Ditis het voorwoord bij de Apologia palam refellens quorundam seditiosus clamores apud populum ac magnates, quibus ut impie factum iactitant quod in Evangelio Iohannis verterit In principio erat sermo (‘Apologie die onomwonden de oproerige kreten weerlegt die sommigen tot het volk en tot voorname lieden hebben gericht, tegen wie zij beweren dat het een schandaal is dat hij [Erasmus] in het Evangelie van Johannes de vertaling In principio erat sermo heeft gebruikt’), in februari 1520 gedrukt door Dirk Martens te Leuven.
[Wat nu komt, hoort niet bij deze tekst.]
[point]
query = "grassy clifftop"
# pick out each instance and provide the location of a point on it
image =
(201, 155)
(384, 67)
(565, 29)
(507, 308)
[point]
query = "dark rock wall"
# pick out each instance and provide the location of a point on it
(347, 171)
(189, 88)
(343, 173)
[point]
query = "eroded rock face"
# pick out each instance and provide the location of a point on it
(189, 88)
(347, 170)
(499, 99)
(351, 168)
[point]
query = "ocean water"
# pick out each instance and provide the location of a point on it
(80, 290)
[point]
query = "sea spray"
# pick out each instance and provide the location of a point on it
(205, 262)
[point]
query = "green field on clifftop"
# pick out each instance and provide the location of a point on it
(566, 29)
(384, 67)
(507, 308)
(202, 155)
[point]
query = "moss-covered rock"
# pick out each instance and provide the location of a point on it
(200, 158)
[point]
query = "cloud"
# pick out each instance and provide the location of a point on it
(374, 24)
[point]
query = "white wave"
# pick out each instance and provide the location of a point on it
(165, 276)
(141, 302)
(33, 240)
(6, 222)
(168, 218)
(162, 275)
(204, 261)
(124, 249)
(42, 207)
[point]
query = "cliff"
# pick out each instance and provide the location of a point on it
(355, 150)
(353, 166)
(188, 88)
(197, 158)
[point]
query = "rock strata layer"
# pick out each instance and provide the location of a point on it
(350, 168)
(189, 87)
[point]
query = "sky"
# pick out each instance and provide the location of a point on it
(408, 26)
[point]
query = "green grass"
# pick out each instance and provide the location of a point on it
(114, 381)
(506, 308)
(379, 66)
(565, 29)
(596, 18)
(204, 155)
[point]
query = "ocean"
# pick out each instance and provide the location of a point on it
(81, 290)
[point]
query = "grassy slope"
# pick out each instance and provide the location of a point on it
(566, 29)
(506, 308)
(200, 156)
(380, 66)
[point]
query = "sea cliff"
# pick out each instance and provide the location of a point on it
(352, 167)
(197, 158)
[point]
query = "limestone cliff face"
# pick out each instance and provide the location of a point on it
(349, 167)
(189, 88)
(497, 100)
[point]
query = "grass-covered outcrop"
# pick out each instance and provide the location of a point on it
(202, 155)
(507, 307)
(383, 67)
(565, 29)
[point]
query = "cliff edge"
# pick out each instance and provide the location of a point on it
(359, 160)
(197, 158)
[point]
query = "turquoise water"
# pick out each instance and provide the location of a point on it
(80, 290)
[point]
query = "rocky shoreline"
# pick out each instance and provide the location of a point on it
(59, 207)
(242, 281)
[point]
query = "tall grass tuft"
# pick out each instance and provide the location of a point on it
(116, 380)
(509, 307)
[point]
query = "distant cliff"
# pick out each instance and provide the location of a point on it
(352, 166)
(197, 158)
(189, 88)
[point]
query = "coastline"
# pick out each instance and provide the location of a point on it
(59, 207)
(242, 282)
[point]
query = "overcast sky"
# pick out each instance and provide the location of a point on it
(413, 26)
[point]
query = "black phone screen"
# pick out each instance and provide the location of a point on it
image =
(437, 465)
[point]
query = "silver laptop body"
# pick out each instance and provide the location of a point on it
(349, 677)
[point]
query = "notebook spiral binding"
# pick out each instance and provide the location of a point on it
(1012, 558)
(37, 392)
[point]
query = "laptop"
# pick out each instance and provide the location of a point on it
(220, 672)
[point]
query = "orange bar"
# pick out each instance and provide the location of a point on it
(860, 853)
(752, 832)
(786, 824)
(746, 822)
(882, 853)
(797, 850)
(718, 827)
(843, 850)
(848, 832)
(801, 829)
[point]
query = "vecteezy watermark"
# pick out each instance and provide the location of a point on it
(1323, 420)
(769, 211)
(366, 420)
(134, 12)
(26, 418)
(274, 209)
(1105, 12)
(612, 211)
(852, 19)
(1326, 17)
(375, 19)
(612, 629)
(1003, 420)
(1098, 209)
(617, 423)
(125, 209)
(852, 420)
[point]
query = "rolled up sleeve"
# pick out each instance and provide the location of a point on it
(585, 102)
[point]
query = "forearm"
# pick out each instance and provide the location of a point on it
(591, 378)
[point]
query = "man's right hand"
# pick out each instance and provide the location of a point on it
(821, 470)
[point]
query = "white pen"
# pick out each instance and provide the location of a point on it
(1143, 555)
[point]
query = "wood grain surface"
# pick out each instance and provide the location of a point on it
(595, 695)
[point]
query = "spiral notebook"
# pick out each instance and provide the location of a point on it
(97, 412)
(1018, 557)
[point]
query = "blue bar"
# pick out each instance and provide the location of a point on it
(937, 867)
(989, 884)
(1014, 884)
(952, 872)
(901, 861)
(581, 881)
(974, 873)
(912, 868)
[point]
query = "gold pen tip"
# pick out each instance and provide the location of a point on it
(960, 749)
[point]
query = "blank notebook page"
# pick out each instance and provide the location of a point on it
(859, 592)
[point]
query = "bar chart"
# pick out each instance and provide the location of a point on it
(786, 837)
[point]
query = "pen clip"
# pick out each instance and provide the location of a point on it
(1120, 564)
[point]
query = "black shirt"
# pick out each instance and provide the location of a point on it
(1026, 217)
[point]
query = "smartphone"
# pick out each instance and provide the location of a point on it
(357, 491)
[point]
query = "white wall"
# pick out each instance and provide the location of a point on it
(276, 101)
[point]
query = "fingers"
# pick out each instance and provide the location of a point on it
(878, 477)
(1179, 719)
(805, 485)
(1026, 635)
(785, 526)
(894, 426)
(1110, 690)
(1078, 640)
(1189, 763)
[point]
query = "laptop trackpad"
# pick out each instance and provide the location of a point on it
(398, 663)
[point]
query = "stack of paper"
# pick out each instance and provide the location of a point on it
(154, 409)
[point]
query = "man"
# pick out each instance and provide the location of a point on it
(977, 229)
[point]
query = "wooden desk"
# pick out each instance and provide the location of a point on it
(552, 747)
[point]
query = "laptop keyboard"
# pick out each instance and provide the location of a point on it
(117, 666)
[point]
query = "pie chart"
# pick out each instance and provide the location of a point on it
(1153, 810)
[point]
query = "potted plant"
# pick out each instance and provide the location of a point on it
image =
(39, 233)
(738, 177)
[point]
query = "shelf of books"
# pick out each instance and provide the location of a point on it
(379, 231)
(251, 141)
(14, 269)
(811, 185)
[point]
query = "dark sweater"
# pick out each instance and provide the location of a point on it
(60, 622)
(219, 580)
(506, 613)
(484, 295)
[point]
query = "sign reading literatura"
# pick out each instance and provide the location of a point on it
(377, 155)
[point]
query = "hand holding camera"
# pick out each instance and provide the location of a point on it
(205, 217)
Erasmus van Rotterdam aan de lezer, gegroet
Kort geleden is het boek van Edward Lee verschenen. Over de kwaliteit ervan zal ik mij niet uitspreken, aangezien het tegen mij is gericht; het oordeel is aan de verstandige lezer. Het enige wat ik intussen wil vragen is dat iedereen zijn mening nog even opschort tot mijn repliek is verschenen. De voorbije drie dagen heb ik een antwoord geschreven op zijn apologie, proberend mij te kwijten van de bijzonder moeilijke taak op scheldpartijen te antwoorden zonder zelf te schelden. Nu maak ik mij op om zijn aantekeningen aan te pakken. Daar geef ik mijzelf hooguit tien dagen voor, hoewel hij er meer dan
[pagina 226]
[p. 226]
twee jaar aan heeft besteed, ook al kreeg in de Oudheid de verweerder gewoonlijk meer spreektijd toegewezen dan de klager.
Vaarwel, lezer, en houd uw andere oor voor mij open.